I feel vulnerable to an episode when my hands are flat under my pillow. It’s difficult to give an example, because whatever I say, simply wouldn’t make sense from someone else’s perspective listing to me who hasn’t experienced it. I’m thirty now and I’m still having them. The episodes never change, they still feel exactly the same as they did as a child, still unsettling and can come on at the drop of a hat. The only thing which gets me through them is knowing it’ll pass, I usually sit on the floor, close my eyes and imagine sitting at the top of a mountain trying to erase my mind of thinking about anything. But the last episode lasted roughly one hour, whilst at night, and the only thing which helped me was playing a YouTube meditation video of rain sounds. Every episode feels the same since the beginning when I was around 6 years old: perception of objects sizes getting bigger or smaller or both (making me confused), everything is happening very fast around me and I feel like I’m moving fast when I’m not, including sounds and thoughts going fast. When I read that AIWS sufferers lose their sense of time, I remember that time doesn’t come to mind at all, it’s as if time doesn’t even exist while I’m in an episode where I don’t think about being aware of my sense of time. All I feel is that everything around me is happening very fast, including thoughts and conversations. I have hallucinations of people’s heads”.

Discussion

Sometimes she’s big, then she’s small again. In the story “Alice in Wonderland” by Lewis Carroll, Alice experiences a series of serious things. Lewis Carroll himself had epilepsy. Todd suspected that the novelist drew inspiration from his own experiences; the extent to which his experiences with the condition served as inspiration for this and similar scenes is unclear [1]. The wondrous adventures have even made their way into medicine to define a bizarre visual perception, which later called the “Alice in Wonderland syndrome”. Alice in Wonderland syndrome describes a condition associated with bizarre perceptual disturbances. John Todd first described the syndrome in 1955 [1]. Todd observed that patients suffering from migraines or epilepsy sometimes perceive themselves or their surroundings as too small or too big in size [1]. Objects that are far away can appear closer and vice versa. Different forms of visual disturbances can occur simultaneously in the same patient. It is particularly common in children, but it is also described in teenagers and adults. In a few cases, familial cases are known [2,3].

Alice in Wonderland syndrome is most frequently seen starting around 6 years of age [4]. The male/female ratio depends on the age range and differs considerably in the different age groups [5]. The syndrome is associated with different infectious disease as well as post-surgical state, traumatic injuries, epilepsy or cortical dysfunction with decreased cerebral blood flow measurements [5-12]. Surprisingly, patients described Alice in Wonderland like seizures retrospectively in relation with sexual abuse [13-16]. Many different triggers make the search for origin of the disease more difficult. A genetic origin will be supposed, especially because of familial cases, where disturbed visual perceptions will be found in parents and their children [2,3]. An important role seems to have the temporal-parietal-occipital carrefour. In this region of the brain somatosensory and visual impulses will be generated into internal or external manifestations. Changes in electric impulse intensivity in this region can induce visual and sensomotoric manifestations as seen in Alice in Wonderland syndrome. Alice in Wonderland Syndrome seems to have more than 60 symptoms described in literature.

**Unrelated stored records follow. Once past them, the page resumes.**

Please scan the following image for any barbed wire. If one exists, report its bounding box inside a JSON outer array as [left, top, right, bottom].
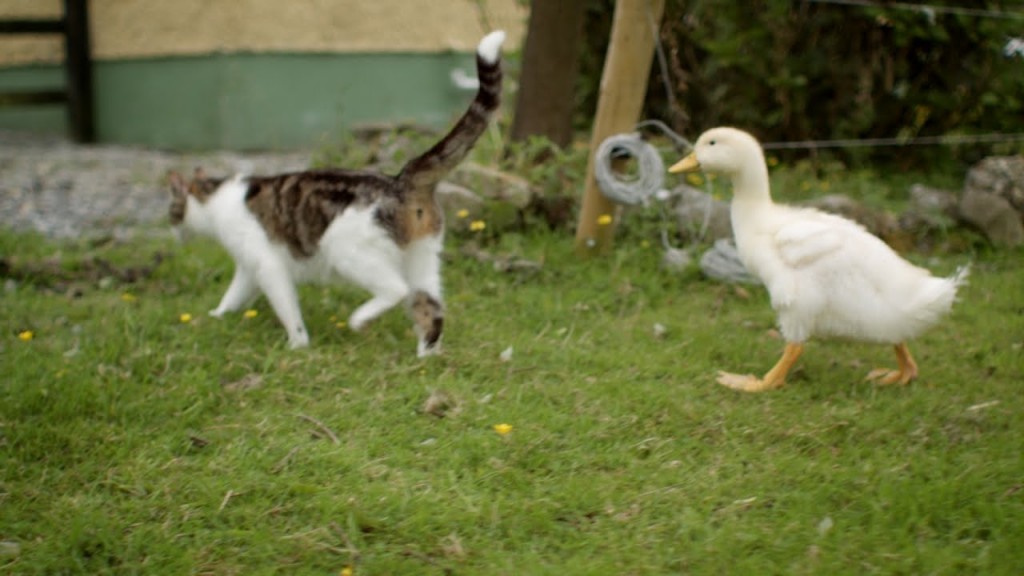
[[807, 0, 1024, 19], [761, 133, 1024, 150]]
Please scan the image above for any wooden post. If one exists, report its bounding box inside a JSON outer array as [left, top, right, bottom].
[[65, 0, 96, 142], [575, 0, 665, 255]]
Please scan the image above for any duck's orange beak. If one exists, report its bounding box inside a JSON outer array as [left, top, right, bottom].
[[669, 153, 700, 174]]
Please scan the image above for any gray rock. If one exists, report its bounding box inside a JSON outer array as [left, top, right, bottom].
[[672, 184, 732, 240], [907, 184, 957, 218], [700, 238, 760, 284], [959, 156, 1024, 247], [805, 194, 900, 238]]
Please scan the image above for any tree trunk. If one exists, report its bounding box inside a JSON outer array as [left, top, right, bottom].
[[512, 0, 586, 147]]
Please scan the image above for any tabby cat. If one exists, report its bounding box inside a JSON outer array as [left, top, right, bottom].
[[169, 31, 505, 357]]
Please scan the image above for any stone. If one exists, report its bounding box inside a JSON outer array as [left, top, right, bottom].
[[959, 156, 1024, 247], [804, 194, 904, 245], [671, 184, 732, 241]]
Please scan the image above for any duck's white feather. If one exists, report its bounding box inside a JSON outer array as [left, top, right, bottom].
[[695, 128, 967, 343]]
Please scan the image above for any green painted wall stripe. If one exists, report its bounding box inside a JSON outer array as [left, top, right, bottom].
[[0, 53, 474, 150]]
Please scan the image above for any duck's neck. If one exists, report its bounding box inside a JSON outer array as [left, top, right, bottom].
[[730, 158, 771, 204], [729, 161, 772, 245]]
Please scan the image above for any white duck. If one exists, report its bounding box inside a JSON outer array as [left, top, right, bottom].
[[669, 128, 967, 392]]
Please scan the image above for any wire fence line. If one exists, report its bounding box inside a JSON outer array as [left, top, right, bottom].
[[807, 0, 1024, 20], [636, 0, 1024, 150]]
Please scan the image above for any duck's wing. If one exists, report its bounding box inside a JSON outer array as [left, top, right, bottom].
[[774, 210, 859, 269]]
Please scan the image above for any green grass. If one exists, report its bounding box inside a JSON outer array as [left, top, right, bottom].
[[0, 181, 1024, 576]]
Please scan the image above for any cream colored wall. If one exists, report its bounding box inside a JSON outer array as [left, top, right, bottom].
[[0, 0, 527, 67]]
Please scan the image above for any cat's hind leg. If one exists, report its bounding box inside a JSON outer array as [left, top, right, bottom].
[[348, 268, 409, 331], [210, 266, 257, 318], [332, 246, 409, 331], [257, 260, 309, 348], [404, 238, 444, 358]]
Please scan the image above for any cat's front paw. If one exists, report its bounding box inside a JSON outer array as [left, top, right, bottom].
[[288, 326, 309, 349], [416, 341, 441, 358]]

The lengths of any seizure episode differ in each person, but time duration of 10 minutes up to 1 hour was decribed in literature [17-21,10]. Alice in Wonderland syndrome like seizures seem to be reproducible and be inducible by body part positioning and in mediation setting [22,23]. Alice in Wonderland syndrome has no standardization in treatment but underlying disease like migraine could be treated in any way. Many aspects of Alice in Wonderland syndrome are to date unclear and have to be ruled out. Genetic analysis of familial cases should reveal any sources of mutation or genetic disturbance in these patients [2,3]. Further intensive research is necessary to clear the origin of this mysterious syndrome [24-34].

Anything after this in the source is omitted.